Dans une publication du 1er juillet 2021, l’ACPR rappelle qu’un nouveau régime prudentiel s’applique depuis le 26 juin 2021 aux entreprises d’investissement.

Historiquement soumises au même régime que les établissements de crédit, les entreprises d’investissement font désormais l’objet d’un contrôle prudentiel adapté. En effet, dans une publication du 1er juillet 2021, l’ACPR rappelle que depuis le 26 juin, les entreprises d’investissement ont basculé dans un nouveau cadre réglementaire prenant mieux en compte les risques spécifiques attachés aux services d’investissement.

Ce nouveau régime est compris dans un règlement (Règlement n°2019/2033, dit « IFR ») et une directive (Directive n°2019/2034, dit « IFD ») publiés par la Commission européenne le 5 décembre 2019.
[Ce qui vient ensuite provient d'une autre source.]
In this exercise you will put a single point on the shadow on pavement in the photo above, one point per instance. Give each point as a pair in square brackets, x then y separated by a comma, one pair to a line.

La nouvelle réglementation distingue 3 classes d’entreprises d’investissement :

Les entreprises d’investissement appartenant à la classe 1 sont celles qui ont une taille leur conférant une importance systémique. Cette classe 1 se divise en deux sous-catégories.

- D’une part, les entreprises d’investissement dont le bilan est supérieur à 30 milliards d’euros, sont traités comme les grands établissements de crédit et sont donc soumises au mécanisme de surveillance unique (MSU) ;

 - D’autre part, la classe 1 comprend les entreprises d’investissement dont le bilan est compris entre 15 et 30 milliards d’euros. A la différence des entreprises d’investissement dont le bilan est supérieur à 30 milliards d’euros, celles ayant un bilan compris entre 15 et 30 milliards ne sont pas assimilés à des établissements de crédit. Cependant, elles resteront soumises au cadre réglementaire et prudentiel applicable aux établissements de crédit : CRR / CRD4.

La classe 2 est composée des entreprises d’investissement de taille intermédiaires. C’est pour elles que le changement sera le plus important puisqu’elles sont soumises à un régime prudentiel ad hoc fondé sur un nouveau mode de calcul des exigences de fonds propres : le système des facteurs « K ». En plus de cette nouveauté afférente aux fonds propres, elles seront soumises à de nouvelles exigences de liquidités et de reporting.

Les petites entreprises d’investissement forment la classe 3. Le nouveau régime prudentiel dans lequel évolueront ces petites entreprises d’investissement est largement simplifié et allégé leur octroyant notamment le bénéfice d’importantes exemptions.

Cette nouvelle réglementation introduit des éléments de régulation novateurs, notamment le système dits « facteurs K » qui permet de calculer les exigences de fonds propres et dont les conséquences porteront à titre principal, sur les entreprises d’investissement intermédiaires (classe 2).

Toutefois, pour ces dernières, l’exigence de fonds propres correspond désormais au montant le plus élevé entre :

- l’exigence globale au titre des facteurs K ;

- le quart des frais généraux ;

- l’exigence de capital minimum permanent.

Une autre nouveauté notable concerne les entreprises d’investissement intermédiaires et petites (classe 2 et 3). Il s’agit d’une obligation de détenir un montant d’actifs liquides permanents correspondant à au moins un mois de frais généraux.

La nouvelle réglementation IFR / FD répond à une volonté et un besoin d’adapter le cadre réglementaire et prudentiel dans lequel évoluent les différentes catégories d’acteurs financiers aux risques et pratiques propres à chacune d’entre elles.